Her husband served a tour with the Naval Air Photographic Squadron and helped photograph all of South America, she said.
The couple moved to Seadrift in 1967, where Gaskamp’s husband worked for Carbide.
“We had a shrimp boat on the side and a crab boat on the side and four kids,” Gaskamp said.
She has 12 grandkids and 25 great-grandkids now.
“I got them from Oregon to Massachusetts and everywhere in between,” Gaskamp said. “They are all over the United States.”
She has lived at Morada for 12 years. Her husband lived there with her for the first two years, before he died, she said.
Gaskamp also displayed her high school yearbook and a dominoes box, made of huisache, that belonged to her father.

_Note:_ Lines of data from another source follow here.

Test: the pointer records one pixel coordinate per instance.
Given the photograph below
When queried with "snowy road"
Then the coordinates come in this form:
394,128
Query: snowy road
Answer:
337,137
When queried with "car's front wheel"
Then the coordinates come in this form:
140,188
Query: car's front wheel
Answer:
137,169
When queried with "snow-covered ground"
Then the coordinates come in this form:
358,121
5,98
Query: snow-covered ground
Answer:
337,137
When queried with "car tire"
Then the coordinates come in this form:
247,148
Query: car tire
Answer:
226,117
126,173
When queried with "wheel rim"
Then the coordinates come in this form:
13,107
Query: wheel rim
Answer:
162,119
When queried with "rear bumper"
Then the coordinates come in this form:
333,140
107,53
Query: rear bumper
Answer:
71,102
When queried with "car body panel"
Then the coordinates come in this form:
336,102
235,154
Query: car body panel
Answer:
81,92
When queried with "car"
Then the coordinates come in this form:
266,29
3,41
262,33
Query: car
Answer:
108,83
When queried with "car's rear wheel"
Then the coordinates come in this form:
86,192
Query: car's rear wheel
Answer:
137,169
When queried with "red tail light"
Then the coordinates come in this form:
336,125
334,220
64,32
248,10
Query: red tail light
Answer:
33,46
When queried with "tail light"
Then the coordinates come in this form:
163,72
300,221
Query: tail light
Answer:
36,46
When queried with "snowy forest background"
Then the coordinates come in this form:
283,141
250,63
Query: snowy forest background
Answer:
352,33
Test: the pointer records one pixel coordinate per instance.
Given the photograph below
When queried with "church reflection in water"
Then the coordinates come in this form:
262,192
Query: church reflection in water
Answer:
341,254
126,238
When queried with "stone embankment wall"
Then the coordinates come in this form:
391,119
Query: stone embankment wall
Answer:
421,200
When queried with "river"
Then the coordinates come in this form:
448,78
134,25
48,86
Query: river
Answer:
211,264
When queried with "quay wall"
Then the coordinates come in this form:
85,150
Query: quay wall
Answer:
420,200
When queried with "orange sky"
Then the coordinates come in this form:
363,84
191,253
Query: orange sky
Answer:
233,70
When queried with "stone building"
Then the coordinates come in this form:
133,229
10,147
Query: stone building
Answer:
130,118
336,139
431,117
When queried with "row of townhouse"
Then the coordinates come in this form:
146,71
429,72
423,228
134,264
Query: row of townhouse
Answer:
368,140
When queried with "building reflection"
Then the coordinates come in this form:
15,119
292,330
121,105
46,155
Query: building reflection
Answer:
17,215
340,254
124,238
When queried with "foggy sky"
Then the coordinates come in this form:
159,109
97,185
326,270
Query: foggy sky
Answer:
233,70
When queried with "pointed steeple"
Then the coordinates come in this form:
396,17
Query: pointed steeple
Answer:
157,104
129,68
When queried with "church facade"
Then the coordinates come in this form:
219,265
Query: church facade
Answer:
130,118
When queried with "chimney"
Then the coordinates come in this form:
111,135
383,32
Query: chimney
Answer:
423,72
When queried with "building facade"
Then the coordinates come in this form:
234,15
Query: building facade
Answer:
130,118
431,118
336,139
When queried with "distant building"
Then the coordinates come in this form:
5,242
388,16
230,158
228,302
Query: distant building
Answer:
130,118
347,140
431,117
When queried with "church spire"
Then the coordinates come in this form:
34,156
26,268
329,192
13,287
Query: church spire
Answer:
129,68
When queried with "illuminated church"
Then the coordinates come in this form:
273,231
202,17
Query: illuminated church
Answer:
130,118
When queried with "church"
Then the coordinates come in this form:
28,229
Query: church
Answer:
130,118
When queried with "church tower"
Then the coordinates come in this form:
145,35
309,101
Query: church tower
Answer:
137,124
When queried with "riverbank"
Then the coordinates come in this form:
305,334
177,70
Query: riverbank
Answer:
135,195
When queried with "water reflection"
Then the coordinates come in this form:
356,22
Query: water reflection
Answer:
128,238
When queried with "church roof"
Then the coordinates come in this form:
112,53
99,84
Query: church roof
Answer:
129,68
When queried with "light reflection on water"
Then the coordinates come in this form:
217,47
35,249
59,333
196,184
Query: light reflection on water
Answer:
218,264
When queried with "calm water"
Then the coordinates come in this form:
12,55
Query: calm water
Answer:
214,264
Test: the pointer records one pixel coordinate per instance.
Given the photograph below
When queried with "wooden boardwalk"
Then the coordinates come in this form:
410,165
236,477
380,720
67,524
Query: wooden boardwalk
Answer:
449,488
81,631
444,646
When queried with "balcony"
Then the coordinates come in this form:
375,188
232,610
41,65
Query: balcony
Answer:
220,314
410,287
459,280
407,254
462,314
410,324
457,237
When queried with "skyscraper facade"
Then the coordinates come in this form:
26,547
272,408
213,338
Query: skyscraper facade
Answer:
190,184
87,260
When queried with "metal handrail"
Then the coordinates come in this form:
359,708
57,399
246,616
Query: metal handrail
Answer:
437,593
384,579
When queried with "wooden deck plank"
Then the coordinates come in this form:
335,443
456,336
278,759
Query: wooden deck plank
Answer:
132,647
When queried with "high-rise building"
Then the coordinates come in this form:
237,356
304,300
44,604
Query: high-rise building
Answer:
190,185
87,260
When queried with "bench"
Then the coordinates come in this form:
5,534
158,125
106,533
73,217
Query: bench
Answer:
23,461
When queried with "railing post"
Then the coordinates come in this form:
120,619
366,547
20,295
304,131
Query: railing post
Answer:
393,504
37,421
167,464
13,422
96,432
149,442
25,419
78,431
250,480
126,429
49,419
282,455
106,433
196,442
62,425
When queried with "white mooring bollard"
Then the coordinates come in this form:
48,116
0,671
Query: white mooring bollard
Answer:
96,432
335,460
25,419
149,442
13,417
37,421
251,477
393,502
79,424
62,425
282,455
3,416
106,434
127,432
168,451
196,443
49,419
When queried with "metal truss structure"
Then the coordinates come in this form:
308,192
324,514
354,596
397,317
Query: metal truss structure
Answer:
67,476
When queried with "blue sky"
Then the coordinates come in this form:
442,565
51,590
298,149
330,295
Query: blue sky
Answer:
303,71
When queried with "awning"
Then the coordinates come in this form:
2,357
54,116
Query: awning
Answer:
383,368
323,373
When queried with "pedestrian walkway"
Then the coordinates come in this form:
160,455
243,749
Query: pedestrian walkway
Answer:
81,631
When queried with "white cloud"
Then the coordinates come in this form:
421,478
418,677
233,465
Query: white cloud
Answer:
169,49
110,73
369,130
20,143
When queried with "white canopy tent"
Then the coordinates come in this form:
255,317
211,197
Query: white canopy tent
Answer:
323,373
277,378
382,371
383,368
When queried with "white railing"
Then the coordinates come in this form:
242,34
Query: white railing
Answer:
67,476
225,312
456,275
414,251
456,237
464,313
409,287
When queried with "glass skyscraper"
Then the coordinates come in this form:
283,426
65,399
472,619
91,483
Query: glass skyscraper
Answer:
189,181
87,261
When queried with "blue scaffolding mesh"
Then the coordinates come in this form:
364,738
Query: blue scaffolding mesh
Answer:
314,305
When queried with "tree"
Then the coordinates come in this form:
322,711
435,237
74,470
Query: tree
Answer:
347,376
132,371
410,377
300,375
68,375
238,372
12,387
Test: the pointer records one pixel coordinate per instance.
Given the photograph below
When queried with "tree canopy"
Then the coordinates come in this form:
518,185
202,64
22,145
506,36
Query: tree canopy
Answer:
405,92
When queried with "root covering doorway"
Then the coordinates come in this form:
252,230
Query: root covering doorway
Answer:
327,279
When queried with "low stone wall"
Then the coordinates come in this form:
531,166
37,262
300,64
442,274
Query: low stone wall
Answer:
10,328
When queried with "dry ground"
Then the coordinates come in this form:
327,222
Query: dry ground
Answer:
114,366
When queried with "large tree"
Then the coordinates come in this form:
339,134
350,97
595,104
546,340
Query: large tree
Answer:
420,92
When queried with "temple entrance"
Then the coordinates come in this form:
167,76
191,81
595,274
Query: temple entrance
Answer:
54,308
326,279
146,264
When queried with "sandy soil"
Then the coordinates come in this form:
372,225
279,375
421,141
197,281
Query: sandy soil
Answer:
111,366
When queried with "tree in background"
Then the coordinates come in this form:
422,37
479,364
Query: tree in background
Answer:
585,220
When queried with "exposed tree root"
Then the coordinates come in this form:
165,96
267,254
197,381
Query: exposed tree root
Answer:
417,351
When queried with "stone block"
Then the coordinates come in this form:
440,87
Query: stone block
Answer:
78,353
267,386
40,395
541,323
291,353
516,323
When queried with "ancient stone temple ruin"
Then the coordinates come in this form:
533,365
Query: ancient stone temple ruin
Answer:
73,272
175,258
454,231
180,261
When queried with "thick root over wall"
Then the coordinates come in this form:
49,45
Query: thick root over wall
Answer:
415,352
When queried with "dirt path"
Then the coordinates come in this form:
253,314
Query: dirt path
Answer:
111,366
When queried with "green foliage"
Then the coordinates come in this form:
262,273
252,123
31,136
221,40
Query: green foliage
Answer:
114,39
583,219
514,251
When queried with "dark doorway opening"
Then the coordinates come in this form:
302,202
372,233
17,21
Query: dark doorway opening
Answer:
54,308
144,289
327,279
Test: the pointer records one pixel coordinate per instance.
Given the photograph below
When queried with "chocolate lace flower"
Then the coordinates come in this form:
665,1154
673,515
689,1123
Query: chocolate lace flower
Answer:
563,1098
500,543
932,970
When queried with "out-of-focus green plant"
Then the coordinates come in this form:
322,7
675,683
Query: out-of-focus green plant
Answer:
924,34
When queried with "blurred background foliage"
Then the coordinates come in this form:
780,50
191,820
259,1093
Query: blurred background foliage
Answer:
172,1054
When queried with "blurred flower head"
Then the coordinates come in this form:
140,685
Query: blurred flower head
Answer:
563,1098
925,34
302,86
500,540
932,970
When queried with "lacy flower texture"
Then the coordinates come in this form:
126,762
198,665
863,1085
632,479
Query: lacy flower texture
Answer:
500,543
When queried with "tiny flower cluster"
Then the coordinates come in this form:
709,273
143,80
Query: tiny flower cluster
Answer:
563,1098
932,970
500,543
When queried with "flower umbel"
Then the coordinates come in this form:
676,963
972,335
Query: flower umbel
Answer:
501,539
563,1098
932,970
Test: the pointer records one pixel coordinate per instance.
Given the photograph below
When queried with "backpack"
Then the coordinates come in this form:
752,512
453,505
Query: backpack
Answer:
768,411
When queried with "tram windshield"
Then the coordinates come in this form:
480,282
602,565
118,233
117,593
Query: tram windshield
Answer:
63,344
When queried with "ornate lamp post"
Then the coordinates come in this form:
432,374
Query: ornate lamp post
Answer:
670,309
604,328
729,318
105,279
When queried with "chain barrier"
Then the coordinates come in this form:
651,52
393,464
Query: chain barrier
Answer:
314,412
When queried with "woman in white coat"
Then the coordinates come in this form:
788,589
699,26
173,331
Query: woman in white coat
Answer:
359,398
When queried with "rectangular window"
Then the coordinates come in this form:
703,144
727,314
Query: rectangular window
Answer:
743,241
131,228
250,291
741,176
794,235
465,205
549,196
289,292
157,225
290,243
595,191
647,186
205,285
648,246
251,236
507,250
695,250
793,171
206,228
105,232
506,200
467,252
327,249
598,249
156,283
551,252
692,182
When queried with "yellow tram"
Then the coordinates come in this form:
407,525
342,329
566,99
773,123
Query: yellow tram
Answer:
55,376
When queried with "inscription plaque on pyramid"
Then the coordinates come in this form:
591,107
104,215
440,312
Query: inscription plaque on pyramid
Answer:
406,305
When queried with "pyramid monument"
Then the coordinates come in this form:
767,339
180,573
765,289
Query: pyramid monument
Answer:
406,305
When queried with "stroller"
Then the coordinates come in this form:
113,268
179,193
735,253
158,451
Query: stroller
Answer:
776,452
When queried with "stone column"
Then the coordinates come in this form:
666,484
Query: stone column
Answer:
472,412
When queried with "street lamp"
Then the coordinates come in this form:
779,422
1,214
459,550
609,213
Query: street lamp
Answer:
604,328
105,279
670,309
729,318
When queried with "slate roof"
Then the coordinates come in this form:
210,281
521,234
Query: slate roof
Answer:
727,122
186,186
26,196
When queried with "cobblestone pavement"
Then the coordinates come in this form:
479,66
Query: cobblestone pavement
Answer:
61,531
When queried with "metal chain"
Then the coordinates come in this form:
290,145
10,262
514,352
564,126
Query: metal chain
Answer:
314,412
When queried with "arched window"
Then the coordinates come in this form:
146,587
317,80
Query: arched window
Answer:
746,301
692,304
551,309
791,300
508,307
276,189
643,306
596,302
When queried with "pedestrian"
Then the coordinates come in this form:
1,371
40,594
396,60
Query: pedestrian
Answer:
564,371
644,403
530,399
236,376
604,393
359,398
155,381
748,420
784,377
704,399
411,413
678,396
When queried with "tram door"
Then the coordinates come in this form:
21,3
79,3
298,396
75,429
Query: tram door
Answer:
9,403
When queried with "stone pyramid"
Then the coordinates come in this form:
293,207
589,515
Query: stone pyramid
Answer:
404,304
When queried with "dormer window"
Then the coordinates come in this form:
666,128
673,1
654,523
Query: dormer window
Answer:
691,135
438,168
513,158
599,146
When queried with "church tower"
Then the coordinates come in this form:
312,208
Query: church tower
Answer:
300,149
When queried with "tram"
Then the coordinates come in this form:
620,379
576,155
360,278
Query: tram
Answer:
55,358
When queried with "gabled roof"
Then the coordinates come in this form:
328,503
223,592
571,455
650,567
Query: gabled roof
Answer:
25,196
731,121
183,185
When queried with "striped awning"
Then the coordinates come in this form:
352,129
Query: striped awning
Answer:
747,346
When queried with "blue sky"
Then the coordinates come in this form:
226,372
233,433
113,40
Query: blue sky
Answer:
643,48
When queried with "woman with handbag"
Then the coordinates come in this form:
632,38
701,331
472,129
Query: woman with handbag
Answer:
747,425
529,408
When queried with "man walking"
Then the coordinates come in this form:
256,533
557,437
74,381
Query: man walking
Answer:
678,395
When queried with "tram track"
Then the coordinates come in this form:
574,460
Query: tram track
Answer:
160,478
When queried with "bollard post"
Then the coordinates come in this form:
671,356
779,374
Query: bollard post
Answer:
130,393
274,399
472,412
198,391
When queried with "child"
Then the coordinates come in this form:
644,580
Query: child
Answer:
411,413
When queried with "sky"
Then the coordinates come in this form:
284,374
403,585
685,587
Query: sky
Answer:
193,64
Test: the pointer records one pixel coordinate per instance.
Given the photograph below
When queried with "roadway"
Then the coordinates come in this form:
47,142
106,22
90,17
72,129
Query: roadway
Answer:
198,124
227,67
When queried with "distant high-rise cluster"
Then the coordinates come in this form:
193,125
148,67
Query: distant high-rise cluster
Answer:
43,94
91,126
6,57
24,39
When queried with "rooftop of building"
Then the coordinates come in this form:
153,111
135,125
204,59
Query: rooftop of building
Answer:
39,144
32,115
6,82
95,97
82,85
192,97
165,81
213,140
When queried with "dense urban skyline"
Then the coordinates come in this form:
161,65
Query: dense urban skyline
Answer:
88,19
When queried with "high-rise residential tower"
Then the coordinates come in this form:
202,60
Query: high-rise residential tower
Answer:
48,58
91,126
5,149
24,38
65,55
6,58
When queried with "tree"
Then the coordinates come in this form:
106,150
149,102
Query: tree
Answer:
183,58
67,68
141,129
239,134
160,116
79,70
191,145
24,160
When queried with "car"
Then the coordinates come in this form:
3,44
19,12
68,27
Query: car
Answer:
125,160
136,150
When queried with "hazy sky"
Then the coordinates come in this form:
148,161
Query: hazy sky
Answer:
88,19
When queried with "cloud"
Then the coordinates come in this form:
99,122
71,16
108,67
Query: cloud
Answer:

On the same table, Bob McCants displayed a Pyrex coffee percolator pot from about 1950 that he had given his parents as a gift. He said it is a treasure “that shows how times have truly changed.”
The director’s mother, Janie DeLaGarza, displayed her wedding dress and veil from Dec. 20, 1969. She said the dress is “made from a material that is rarely used today called ‘peau de soie.’” The dainty dress was beautifully maintained.
Patsy Dearman Hand contributed a child’s tea set to the exhibit. She said she got the tea set in 1930. When asked how she managed to keep the fragile little dishes so well, she said simply, “I didn’t let my girlfriends play with them.”
Stephanie DeLaGarza said the community will continue to have the event annually.
Morada will host its annual lighted Christmas parade Dec. 5 at 6:30 p.m. The public is encouraged to attend, Karen Slusher, director of Morada sales and marketing said Monday.